PRAISE God that many Danes have been moved in recent years by a lively and energetic musical form so completely different from traditional Danish church music.

PRAY that the imprint of more immediate spiritual experience that is the mark of gospel music will spill over into the too-often spiritually dry or tepid liturgies of the traditional churches, whether Folkkirke or free.

PRAY that the spread of gospel choirs will be promoted in Denmark without doing violence to the very heart of gospel music that is so deeply embedded in the Gospel of Jesus Christ.
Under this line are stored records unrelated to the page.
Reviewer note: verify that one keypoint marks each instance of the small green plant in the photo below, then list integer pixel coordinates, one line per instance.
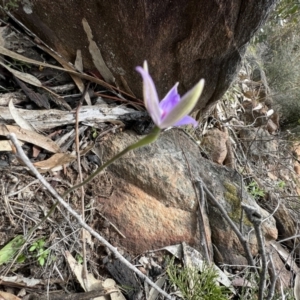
(194, 285)
(9, 5)
(40, 252)
(281, 184)
(79, 259)
(255, 190)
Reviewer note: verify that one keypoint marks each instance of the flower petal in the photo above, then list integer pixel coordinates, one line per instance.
(187, 120)
(150, 95)
(184, 106)
(170, 100)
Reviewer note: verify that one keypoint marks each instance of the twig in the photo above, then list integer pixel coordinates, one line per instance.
(84, 269)
(203, 237)
(255, 218)
(232, 225)
(273, 278)
(28, 163)
(201, 220)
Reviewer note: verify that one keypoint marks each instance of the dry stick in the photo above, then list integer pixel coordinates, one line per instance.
(232, 225)
(273, 278)
(84, 269)
(203, 237)
(255, 218)
(201, 223)
(60, 200)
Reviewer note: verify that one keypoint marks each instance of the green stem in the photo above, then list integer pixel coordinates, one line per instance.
(150, 138)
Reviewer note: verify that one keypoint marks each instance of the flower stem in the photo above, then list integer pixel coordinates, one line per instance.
(150, 138)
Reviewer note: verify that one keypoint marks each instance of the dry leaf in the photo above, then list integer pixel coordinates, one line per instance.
(19, 119)
(96, 54)
(30, 137)
(55, 160)
(78, 61)
(23, 76)
(6, 145)
(68, 68)
(93, 283)
(297, 287)
(8, 296)
(17, 56)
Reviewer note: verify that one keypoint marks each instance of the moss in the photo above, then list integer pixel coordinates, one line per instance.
(231, 195)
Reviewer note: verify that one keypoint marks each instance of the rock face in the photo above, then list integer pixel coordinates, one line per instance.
(182, 40)
(154, 203)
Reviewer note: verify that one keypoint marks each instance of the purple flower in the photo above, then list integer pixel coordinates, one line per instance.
(172, 110)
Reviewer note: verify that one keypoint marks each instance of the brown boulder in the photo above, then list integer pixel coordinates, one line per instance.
(154, 202)
(182, 40)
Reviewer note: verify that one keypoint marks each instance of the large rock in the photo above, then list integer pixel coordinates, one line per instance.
(182, 40)
(154, 202)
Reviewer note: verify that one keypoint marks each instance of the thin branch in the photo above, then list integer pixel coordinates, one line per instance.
(232, 225)
(84, 269)
(273, 278)
(255, 218)
(28, 163)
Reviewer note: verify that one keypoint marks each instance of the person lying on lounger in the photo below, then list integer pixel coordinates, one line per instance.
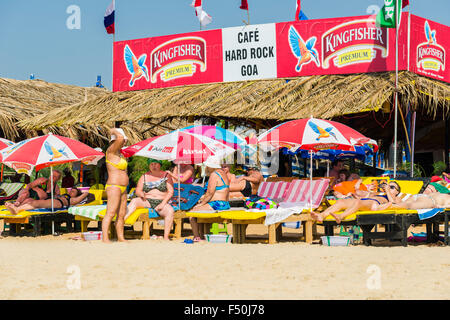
(434, 196)
(372, 202)
(75, 196)
(154, 190)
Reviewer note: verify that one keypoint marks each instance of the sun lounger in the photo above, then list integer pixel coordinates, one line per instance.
(290, 193)
(11, 189)
(396, 222)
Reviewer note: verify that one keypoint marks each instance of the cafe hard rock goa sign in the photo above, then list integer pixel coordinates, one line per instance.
(281, 50)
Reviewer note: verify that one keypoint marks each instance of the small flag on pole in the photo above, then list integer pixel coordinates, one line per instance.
(109, 18)
(299, 15)
(244, 5)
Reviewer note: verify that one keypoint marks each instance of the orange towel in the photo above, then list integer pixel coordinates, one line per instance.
(346, 187)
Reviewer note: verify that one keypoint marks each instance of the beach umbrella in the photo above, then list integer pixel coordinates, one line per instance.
(47, 151)
(180, 147)
(4, 143)
(313, 135)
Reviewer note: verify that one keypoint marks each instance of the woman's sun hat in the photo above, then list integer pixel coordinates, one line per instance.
(212, 163)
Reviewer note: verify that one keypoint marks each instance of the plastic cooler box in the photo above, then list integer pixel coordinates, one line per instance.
(335, 241)
(92, 235)
(218, 238)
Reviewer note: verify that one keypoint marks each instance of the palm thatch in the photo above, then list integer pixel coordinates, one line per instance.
(20, 100)
(324, 97)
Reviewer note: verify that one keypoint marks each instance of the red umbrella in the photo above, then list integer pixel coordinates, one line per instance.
(314, 135)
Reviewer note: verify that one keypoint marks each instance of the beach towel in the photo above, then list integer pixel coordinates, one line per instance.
(91, 212)
(279, 214)
(429, 213)
(189, 197)
(292, 225)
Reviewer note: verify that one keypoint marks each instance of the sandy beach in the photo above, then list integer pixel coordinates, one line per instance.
(49, 267)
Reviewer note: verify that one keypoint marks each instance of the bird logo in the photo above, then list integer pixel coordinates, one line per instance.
(136, 67)
(321, 132)
(55, 153)
(304, 52)
(430, 34)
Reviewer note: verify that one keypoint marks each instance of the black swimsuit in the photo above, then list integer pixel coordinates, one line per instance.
(247, 191)
(62, 203)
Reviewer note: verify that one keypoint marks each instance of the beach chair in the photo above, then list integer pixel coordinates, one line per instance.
(396, 222)
(11, 189)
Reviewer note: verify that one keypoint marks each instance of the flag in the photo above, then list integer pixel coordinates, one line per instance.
(299, 15)
(244, 5)
(108, 21)
(202, 16)
(387, 15)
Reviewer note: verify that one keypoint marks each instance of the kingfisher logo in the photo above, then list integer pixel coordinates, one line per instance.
(354, 42)
(136, 67)
(430, 55)
(178, 58)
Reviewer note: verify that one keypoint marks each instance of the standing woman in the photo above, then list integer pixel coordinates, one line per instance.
(116, 185)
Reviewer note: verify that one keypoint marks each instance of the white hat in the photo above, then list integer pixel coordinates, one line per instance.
(212, 163)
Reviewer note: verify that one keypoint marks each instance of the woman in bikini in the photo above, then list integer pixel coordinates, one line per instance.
(216, 196)
(116, 185)
(369, 202)
(434, 196)
(60, 201)
(154, 190)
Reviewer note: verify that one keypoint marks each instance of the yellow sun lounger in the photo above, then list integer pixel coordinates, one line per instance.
(396, 222)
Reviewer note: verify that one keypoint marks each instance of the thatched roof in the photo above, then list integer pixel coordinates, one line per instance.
(324, 97)
(21, 100)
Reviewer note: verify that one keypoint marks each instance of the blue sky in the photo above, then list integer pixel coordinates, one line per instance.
(35, 39)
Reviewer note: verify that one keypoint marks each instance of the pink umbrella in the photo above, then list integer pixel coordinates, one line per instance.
(314, 135)
(47, 151)
(180, 147)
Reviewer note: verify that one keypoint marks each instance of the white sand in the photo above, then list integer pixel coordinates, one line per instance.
(37, 268)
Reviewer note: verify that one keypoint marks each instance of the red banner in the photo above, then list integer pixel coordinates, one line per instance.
(168, 61)
(282, 50)
(428, 55)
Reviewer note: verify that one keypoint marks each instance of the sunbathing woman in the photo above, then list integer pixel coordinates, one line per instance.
(154, 190)
(248, 185)
(116, 186)
(434, 196)
(60, 201)
(215, 198)
(372, 202)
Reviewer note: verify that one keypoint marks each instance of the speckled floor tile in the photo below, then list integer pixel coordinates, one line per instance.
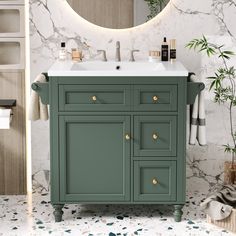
(32, 215)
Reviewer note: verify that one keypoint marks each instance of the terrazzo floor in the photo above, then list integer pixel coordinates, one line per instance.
(32, 215)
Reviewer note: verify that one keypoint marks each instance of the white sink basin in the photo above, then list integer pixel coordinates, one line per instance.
(118, 66)
(112, 68)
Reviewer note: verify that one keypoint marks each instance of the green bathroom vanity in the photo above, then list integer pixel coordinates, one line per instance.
(117, 139)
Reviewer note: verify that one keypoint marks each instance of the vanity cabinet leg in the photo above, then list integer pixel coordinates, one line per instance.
(178, 212)
(58, 212)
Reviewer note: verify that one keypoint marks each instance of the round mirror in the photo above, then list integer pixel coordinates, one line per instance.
(118, 14)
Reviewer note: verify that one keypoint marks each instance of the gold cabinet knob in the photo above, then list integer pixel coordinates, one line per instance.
(154, 181)
(155, 98)
(155, 136)
(94, 98)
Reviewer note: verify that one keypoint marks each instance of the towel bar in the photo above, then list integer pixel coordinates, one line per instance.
(7, 103)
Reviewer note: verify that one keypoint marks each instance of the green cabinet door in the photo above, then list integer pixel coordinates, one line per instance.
(94, 158)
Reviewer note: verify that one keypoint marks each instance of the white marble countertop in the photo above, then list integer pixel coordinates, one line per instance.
(112, 68)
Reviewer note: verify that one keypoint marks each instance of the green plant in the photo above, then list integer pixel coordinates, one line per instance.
(223, 83)
(155, 6)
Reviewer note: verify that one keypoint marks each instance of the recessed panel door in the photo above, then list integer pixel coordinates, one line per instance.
(94, 158)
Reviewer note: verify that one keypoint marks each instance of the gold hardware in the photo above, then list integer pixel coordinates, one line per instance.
(155, 181)
(155, 98)
(94, 98)
(155, 136)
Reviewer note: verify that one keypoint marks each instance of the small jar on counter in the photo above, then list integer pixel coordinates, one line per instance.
(154, 56)
(76, 54)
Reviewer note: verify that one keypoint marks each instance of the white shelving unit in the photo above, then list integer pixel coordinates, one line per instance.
(12, 34)
(12, 53)
(12, 21)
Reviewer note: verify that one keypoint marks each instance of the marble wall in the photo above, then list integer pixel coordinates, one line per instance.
(53, 21)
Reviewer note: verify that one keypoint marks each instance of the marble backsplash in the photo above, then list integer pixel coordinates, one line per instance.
(53, 21)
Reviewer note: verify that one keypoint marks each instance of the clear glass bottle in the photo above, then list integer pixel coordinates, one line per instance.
(63, 52)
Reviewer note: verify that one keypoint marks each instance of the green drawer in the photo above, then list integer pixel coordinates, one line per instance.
(155, 136)
(155, 97)
(154, 181)
(94, 97)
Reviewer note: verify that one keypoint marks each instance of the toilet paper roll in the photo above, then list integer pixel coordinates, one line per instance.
(5, 118)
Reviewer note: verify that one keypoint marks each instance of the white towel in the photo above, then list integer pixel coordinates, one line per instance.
(198, 118)
(38, 111)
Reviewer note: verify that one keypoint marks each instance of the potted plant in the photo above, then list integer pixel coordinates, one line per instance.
(155, 6)
(224, 85)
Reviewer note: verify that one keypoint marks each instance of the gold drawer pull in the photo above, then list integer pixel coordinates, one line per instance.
(155, 98)
(94, 98)
(154, 181)
(155, 136)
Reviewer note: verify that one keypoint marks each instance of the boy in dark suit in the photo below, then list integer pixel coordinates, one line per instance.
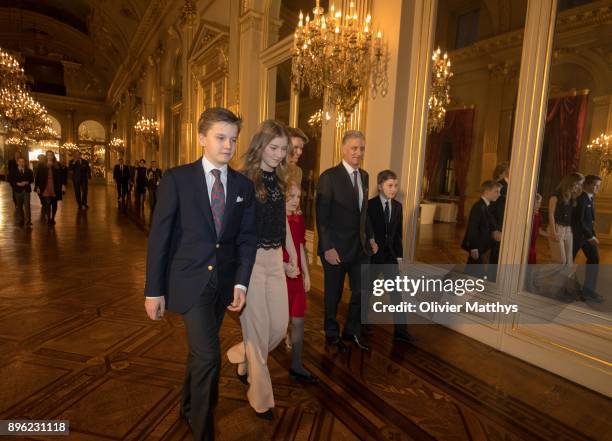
(21, 179)
(81, 173)
(482, 229)
(121, 175)
(385, 215)
(200, 256)
(585, 239)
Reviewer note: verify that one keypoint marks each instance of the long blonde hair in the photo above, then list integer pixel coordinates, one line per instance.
(266, 132)
(567, 184)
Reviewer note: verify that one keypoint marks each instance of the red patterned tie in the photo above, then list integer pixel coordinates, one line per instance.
(217, 200)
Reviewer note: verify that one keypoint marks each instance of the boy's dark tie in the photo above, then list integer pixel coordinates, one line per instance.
(217, 200)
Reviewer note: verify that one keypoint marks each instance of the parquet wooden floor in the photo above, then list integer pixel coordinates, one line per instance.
(75, 344)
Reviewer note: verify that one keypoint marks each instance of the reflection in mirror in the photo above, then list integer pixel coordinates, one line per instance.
(279, 84)
(465, 177)
(310, 120)
(572, 216)
(286, 14)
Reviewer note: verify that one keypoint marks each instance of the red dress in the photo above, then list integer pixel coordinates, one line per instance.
(535, 229)
(295, 287)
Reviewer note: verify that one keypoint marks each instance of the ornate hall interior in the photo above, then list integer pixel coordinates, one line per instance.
(445, 92)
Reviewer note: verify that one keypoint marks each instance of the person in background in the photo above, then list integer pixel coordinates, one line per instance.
(154, 176)
(297, 140)
(584, 237)
(385, 215)
(560, 207)
(50, 183)
(482, 229)
(141, 183)
(536, 223)
(297, 287)
(20, 179)
(81, 174)
(121, 175)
PRAY that the unbelieving singer may in spite of himself or herself come to believe and personally commit to the truth of the gospel of Christ so simply portrayed and reiterated in the gospel music they are singing.


Unknown said...

I agree with you that gospel music can have a great impact on people from a wide range of backgrounds..
As one person posted on a youtube site.. the music goes straght to my heart.


Unknown said...

I agree with you that gospe music can have a real power to touch peoples lives from a wide range of backgrounds. As one person said, commenting on a youtube clip of a gospel choir.. the music goes straight to my heart.


Charlotte Roel said...

"Gospel music may not be great music"... SAY WHAT?!?